Developing applications for embedded platforms gets simpler all the time, thanks in part to the tremendous advances in microprocessor design and software tools.  And in particular, with the availability of Java SE compatible Virtual Machines for the popular embedded platforms, development has never been more straightforward.

The real beauty behind Java SE Embedded development lies in the fact that you can use your favorite IDE (Eclipse, NetBeans, JDeveloper ...) to create, test and debug code in the identical fashion in which you'd develop a standard desktop or server application.  When the time comes to try it out on a Java SE Embedded capable device, it's just a matter of shipping the bytecodes over to the device and letting it run.  There is no need for complicated emulators, toolchains and cross-compilers.  The exact same bytecodes that ran on your PC, run unmodified on the embedded device.

In fact, because all versions of Java SE (embedded or not) share a considerable amount of common code, we have plenty of anecdotal evidence which supports the notion that behavior -- correct or incorrect -- manifests itself identically across platforms.  We refer specifically here to bugs.  Now no one wants bugs, but believe it or not, our customers like the fact that behavior is consistent across platforms whether it's right or not. "Bug for bug compatibility" has actually become a strong selling point!

Having espoused the virtues of transparently developing off device, many still wish to test and debug on-device regularly as part of their development cycle.  If you're the touchy/feely type, there are ample examples of affordable and supported off-the-shelf devices that could fit the bill for an Unofficial Java SE Embedded SDK.  One such platform is the Plug Computer.

The reference platform for the Plug Computer is supplied by Marvell Technology Group.
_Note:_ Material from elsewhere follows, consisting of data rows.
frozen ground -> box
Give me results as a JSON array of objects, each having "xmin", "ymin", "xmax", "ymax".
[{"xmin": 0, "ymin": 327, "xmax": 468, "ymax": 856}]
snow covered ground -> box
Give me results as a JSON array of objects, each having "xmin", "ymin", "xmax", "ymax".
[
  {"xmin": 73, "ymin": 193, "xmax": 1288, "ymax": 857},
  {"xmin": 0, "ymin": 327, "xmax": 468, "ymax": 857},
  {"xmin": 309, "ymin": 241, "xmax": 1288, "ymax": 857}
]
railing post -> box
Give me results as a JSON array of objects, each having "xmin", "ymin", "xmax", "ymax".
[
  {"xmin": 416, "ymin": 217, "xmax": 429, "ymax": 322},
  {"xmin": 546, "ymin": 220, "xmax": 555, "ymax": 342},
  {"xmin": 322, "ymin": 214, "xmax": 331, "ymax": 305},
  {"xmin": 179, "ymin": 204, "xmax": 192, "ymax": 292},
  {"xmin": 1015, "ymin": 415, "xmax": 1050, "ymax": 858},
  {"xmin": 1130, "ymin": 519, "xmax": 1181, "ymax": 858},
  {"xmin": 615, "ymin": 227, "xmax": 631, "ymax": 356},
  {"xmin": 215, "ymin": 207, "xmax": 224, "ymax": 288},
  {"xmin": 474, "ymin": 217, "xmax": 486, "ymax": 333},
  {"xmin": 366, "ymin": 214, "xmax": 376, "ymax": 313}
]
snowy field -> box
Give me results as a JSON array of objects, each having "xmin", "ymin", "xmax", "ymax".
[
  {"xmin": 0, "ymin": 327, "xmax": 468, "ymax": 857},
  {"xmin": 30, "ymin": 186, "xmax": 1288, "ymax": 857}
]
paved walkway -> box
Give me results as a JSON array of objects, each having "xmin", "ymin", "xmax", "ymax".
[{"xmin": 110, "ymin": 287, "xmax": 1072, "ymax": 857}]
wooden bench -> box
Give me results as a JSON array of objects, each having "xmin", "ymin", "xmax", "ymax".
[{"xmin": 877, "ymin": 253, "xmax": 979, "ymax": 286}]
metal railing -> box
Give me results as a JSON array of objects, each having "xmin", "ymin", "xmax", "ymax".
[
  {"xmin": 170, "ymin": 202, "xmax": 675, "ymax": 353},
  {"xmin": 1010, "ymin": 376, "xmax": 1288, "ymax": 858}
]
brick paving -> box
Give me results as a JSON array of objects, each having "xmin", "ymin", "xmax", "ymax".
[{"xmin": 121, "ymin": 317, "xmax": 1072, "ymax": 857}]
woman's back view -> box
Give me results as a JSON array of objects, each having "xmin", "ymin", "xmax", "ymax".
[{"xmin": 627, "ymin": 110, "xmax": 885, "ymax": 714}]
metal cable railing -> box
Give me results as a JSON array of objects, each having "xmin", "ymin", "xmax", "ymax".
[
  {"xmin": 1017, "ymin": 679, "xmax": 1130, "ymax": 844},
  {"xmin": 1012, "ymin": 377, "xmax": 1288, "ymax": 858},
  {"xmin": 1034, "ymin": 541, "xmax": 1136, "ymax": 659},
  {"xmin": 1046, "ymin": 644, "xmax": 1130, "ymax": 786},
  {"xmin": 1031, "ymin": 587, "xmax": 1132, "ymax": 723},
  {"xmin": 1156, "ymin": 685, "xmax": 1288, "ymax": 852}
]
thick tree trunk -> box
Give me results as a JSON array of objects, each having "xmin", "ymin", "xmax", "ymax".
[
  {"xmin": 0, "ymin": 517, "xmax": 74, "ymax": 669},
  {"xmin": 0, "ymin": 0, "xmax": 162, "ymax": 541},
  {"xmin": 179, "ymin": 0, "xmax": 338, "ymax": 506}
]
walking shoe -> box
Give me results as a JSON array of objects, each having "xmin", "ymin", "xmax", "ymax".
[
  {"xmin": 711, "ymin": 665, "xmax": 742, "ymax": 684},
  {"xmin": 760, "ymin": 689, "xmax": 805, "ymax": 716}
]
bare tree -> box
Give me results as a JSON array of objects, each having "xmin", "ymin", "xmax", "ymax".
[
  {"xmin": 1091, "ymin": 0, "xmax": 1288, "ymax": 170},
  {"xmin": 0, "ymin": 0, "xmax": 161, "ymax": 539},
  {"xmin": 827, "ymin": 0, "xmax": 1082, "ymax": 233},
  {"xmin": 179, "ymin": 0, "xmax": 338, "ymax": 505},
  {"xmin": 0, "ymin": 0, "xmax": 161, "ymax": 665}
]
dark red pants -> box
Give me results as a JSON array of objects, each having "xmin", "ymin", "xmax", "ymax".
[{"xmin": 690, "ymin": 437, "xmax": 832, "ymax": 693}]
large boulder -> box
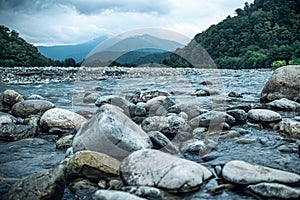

Manufacturers then license the technology from Marvell to create their own specific implementations.  Two such vendors are GlobalScale and Ionics.  These are incredibly capable devices that include Arm processors in the 1.2GHz to 2.0GHz range, and sport 512MB of RAM and flash.  There are a host of external port and interface options including USB, µUSB, SATA, GBE, SD, WiFi, ZigBee, Z-Wave and soon HDMI.  Additionally, several Linux distros are available for these systems too.  The typical cost for a base model is $99, and perhaps the most disruptive aspect of these systems, they consume on average about 5 watts of power.

Alongside developing in the traditional manner, the ability to step through and examine state on these devices via remote debugging comes as a standard feature with the Java SE-E VM.  Furthermore, you can use the JConsole application from your desktop to remotely monitor performance and resource consumption on the device.

So what would a bill of materials look like for The Unofficial Java SE Embedded SDK?  Pretty simple actually:

That's about it.  Of course, for higher level functionality, you can add additional packages.  For example, Apache runs beautifully here.  Could anyone imagine a large number of these devices acting as a parallel web server?